Thomas Wright, PhD Candidate in Anthropology at The University of Queensland has written an article picked up by The Sunday Morning Herald highlighting a potential crisis for Bali.

80% of the Balinese economy depends on tourism.  “For thrill seekers and chill seekers” is the new tagline for the freshly rebranded holiday destination.  They might add “but not for the thirsty”.

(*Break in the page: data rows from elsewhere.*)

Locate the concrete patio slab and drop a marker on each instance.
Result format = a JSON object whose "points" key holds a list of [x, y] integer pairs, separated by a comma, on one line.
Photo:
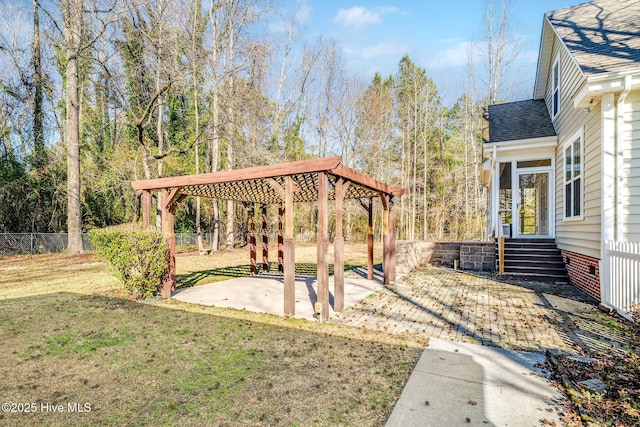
{"points": [[265, 293]]}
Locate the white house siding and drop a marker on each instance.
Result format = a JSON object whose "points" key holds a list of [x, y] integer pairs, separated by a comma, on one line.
{"points": [[584, 235], [630, 188]]}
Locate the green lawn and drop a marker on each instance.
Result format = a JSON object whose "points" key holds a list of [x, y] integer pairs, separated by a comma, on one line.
{"points": [[169, 363]]}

60% of Bali’s water is consumed by the tourism industry.  As the number of tourists grows, so does demand for water.  Most households have wells up to 40 metres deep.  Resorts are believed to be drilling deeper wells to 60 metres and more.  This in turn forces others to dig deeper or look elsewhere for freshwater.  It’s a race to the bottom.  Water tables across Bali have dropped up to 50 metres in the past 10 years and 60% per cent of its watersheds are declared dry.  As aquifers drain, it raises the possibility of saltwater intrusion.  This would render the groundwater useless for domestic purposes.

The Bali Water Protection Program is piloting solutions to ameliorate the risk.  The plan is to use more than 100 rainwater gravity-fed well systems strategically located in 13 locations across Bali to recharge aquifers.  The technique has also been used in India.

Something has to be done if more visitors are to be accommodated sustainably in Paradise.